Another surprise...
@Apple announces the new M5 chip and launches preorders TODAY for 14-in MacBook Pro, iPad Pro, and even Vision Pro devices using it. Prices on the 14-in MBP start at $1599 with just 16GB of memory, which might be an issue for even moderate sized AI models as we have seen. A 32GB/1TB model starts at $2199 (!!).
Some early thoughts:
🔍 Apple’s M5: A Subtle Shift Toward GPU-Driven AI
Apple’s new M5 chip puts almost all of its emphasis on AI performance, but not where some have expected. Instead of promoting a dramatically more capable “Neural Engine,” Apple has re-architected its GPU around AI compute, adding what it calls a Neural Accelerator inside each GPU core.
⚙️ The Claims, and the Questions
Apple says M5 delivers up to 4x the peak GPU compute of M4 for AI workloads. The catch? They don’t specify how that’s measured. There’s no mention of precision (FP16, INT8, FP8?), workload type, or test methodology, just “select industry-standard benchmarks.” In other words, the gain could be part architectural, part software, or even the result of changing measurement conventions.
CPU performance sees a modest lift, 10 cores (4P 6E) with up to 15% better multithreaded performance, while the Neural Engine is described only as “faster and more efficient.” Apple clearly wants the story centered on the GPU, not the CPU or NPU.
Memory bandwidth climbs to 153 GB/s, about 30% higher than M4. That’s meaningful for AI throughput, though still below the 228 GB/s figure Qualcomm quotes for its Snapdragon X2 Elite Extreme and on par with the recently announced Intel Panther Lake platform.
🧩 Reading Between the Lines
The structural change, embedding and focusing on the AI accelerators in each GPU core, suggests Apple’s view is converging with what NVIDIA and Intel are already marketing. Modern GPUs are becoming AI processors first and graphics engines second.
But the vagueness of Apple’s performance claims raises questions. “4x peak compute” doesn’t always translate to 4x real throughput in mixed workloads. Without knowing the precision or thermal limits, it’s impossible to gauge how much of this performance will show up in production AI models.
Still, this is a meaningful architectural signal. Apple seems to agree with Intel’s Panther Lake approach: prioritize GPU performance for AI inference, rather than over-invest in a standalone NPU that’s limited to fixed-function workloads.

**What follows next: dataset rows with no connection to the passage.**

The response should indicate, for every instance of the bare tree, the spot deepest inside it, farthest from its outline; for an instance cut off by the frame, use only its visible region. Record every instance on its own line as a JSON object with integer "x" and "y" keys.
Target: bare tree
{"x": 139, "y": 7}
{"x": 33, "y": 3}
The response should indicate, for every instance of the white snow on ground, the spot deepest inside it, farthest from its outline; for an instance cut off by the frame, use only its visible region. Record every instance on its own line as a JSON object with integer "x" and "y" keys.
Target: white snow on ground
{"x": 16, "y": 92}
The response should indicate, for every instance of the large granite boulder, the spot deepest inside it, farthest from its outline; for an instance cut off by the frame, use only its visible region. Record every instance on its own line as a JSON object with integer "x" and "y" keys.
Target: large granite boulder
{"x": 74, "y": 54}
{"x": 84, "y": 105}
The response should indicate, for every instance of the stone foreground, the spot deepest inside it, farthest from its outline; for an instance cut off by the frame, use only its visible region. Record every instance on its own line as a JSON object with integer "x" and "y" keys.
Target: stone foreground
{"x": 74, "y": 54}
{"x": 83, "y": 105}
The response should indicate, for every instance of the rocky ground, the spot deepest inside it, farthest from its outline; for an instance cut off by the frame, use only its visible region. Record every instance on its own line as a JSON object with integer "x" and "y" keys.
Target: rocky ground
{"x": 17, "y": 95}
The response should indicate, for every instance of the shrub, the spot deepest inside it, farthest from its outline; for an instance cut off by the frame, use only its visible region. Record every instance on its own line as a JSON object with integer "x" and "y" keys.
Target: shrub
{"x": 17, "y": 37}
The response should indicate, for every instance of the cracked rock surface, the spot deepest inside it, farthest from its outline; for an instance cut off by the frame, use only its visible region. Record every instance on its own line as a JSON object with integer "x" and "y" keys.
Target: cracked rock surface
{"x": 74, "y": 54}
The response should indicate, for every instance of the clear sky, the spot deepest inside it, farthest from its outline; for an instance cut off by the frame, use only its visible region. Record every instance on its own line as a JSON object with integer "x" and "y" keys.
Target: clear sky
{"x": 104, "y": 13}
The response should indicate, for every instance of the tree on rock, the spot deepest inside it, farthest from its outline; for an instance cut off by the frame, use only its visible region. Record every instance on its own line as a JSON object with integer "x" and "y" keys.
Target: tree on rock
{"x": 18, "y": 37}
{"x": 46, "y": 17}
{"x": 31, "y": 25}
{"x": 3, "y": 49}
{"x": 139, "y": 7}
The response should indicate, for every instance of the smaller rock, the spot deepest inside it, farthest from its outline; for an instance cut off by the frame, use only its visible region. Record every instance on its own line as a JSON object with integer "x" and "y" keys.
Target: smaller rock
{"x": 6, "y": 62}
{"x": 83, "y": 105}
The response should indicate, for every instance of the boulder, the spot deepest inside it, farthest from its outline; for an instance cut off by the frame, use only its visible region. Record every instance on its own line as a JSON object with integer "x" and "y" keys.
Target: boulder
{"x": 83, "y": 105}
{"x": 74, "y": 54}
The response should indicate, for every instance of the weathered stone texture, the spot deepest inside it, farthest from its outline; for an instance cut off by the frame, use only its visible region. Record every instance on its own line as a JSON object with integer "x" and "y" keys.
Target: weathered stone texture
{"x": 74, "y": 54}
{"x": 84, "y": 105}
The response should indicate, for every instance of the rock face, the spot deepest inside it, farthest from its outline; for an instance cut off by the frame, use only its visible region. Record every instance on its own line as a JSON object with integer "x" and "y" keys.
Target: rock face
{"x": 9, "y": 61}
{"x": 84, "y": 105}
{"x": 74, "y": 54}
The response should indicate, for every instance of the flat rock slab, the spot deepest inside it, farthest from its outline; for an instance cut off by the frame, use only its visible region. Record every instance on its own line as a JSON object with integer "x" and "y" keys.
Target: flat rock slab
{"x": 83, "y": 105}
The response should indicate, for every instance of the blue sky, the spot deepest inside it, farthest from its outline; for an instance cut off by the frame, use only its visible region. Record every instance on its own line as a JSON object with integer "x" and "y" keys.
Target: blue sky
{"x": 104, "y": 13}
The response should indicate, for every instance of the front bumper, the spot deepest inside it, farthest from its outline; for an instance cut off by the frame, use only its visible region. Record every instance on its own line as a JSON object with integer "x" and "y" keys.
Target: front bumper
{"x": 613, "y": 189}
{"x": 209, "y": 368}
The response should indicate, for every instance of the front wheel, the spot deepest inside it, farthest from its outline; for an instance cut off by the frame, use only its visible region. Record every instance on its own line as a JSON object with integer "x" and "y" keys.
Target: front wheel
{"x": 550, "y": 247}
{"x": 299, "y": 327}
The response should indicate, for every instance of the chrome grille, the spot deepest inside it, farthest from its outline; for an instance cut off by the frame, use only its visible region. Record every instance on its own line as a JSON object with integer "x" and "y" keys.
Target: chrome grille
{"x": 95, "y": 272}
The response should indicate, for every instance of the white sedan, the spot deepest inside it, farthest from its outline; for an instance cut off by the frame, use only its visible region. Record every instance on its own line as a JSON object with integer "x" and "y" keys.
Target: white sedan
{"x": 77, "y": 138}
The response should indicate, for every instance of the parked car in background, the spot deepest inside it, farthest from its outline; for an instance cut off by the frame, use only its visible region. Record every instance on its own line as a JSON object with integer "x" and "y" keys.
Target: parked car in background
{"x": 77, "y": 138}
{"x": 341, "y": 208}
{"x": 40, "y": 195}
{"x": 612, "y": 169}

💡 Implications for Windows and the AI PC Ecosystem
This announcement puts subtle pressure on the Copilot PC narrative.
@Microsoft and
@Qualcomm have all been framing the NPU as the center of local AI. Apple’s move suggests that the NPU may not remain the hero of AI compute, especially as model sizes grow and developers demand flexibility, at least for the Apple ecosystem.
If Apple’s GPU Neural Accelerator design delivers real performance and efficiency gains, it could challenge the current Copilot PC stance, where NPU performance (in TOPS) is used as the primary marketing metric. The shift may also highlight a potential gap for Windows OEMs.
For Microsoft: The Copilot PC model assumes NPU compute as the main accelerator class. If GPU-based AI becomes more relevant, the Windows runtime and APIs (like WindowsML or DirectML) will need to keep evolving quickly to distribute AI workloads more intelligently.
For OEMs (Dell, HP, Lenovo, Surface, etc.): Systems designed for AI, around lower-power NPUs, might need to pivot more to a GPU story to keep pace if Apple’s approach proves more scalable. Future AI PCs may need to lean harder into integrated GPU performance or hybrid compute models rather than relying on isolated neural blocks. Still, Apple has been the laggard in this space, so it may not be the one setting the standard going this time around.
For Qualcomm,
@AMD and
@intel: they already combine CPU, GPU, and NPU acceleration, but Apple’s design could still force a rethink on how GPU cores contribute to AI throughput. Intel’s Panther Lake appears to be following a similar path (based on the messaging from our time with the company earlier this month), but the execution speed will matter.
The opportunity for Windows vendors lies in software orchestration. If Microsoft can let the OS fluidly allocate AI workloads between CPU, GPU, and NPU, based on efficiency, latency, and precision, it could regain narrative control. But for now, Apple’s pitch reframes the discussion: it’s not just about how many TOPS your NPU has, it’s about where the useful AI compute actually lives.
🎯 Final Take
Apple’s M5 continues challenges the Copilot PC formula. By pushing AI acceleration deeper into the GPU, they’re implying the NPU may not be the long-term answer.
The “4x” GPU compute claim sounds huge, but without context, it’s hard to know how much of that will show up in real-world AI workloads.
For Windows and its partners, this is both a risk and an opportunity: a reminder that AI PCs will ultimately be defined not by one specialized block, but by the system’s ability to balance compute, power, and memory across all engines.